Keane’s first play, Sive, began as an after-hours pursuit in the winter of 1958 when the 29-year-old Listowel publican took to his kitchen over a pint of Guinness and wrote about a young girl to be married off to a lecherous old coot, a match made by her bitter aunt, and whose narrative is hastened along by two tinkers who intrude with news, gossip and song. His notebook, as it happens, was thick with words in tiny, inscrutable handwriting, as if his vision of a grubby, hypocritical Ireland suffocating its young required encryption. “I suppose you could say I was a cute Kerry hoor even then,” Keane later reflected in Gus Smith and Des Hickey’s John B: The Real Keane.

Actually, you could say he was immediately anti-establishment, writing along a generational fault line between 1950s repression and the dawning prosperity of the 1960s. Not as a teacher, like Friel or his direct contemporary Bryan MacMahon, but as a publican. It’s a satisfying distinction. Schools instil a sense of discipline. Pubs loosen tongues.

Asked what he would do with his inscrutable notebook, Keane shrugged. “I suppose I’ll send it to the Abbey.” The Abbey Theatre, then run by the notorious play-killer Ernest Blythe, rejected it. Instead, encouraged by Raidió Éireann’s Micheál Ó hAodha (who also passed on producing Sive), it found its way to Listowel Drama Group and the burgeoning rural amateur drama movement. The group asked for rewrites. Keane, never precious about his work, obliged.

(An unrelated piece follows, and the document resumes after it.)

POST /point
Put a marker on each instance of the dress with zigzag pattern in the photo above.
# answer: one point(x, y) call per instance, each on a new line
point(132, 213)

On opening night it proved an immediate sensation, given a further piquancy by the noisy exit of a priest before the interval. (The priest had a prior engagement and an awkward seat, but try telling that to a suspicious audience.) From there it won the All- Ireland Prize of Athlone Amateur Drama Festival, attracted near-riots from those who couldn’t get into sold-out performances, and had its dialogue sporadically drowned out by spontaneous cheering and sympathetic jeering. The proprietor of a public house had captured the public mood, and the amateur drama movement helped him find that public.

THIS HAS ALSO proved to be the trouble with John B: being popular doesn’t help if you want to be taken seriously. Although the Abbey revived his work in the 1980s, the national theatre originally passed on all of his plays with the exception of Hut 42,an atypical and largely forgotten play set in urban England.

Even today, academic criticism of Keane is pretty thin on the ground, as though scholars are reluctant to engage with what many see as its compromising slabs of melodrama or Keane’s imprecise philology. (“The play had been rewritten on the backs of envelopes,” Brenda Fricker once said of Big Maggie.) You’re still likely to find his seminal works – Sive, The Fieldand Big Maggie– described, backhandedly, as “the last flourishing of the peasant play tradition”.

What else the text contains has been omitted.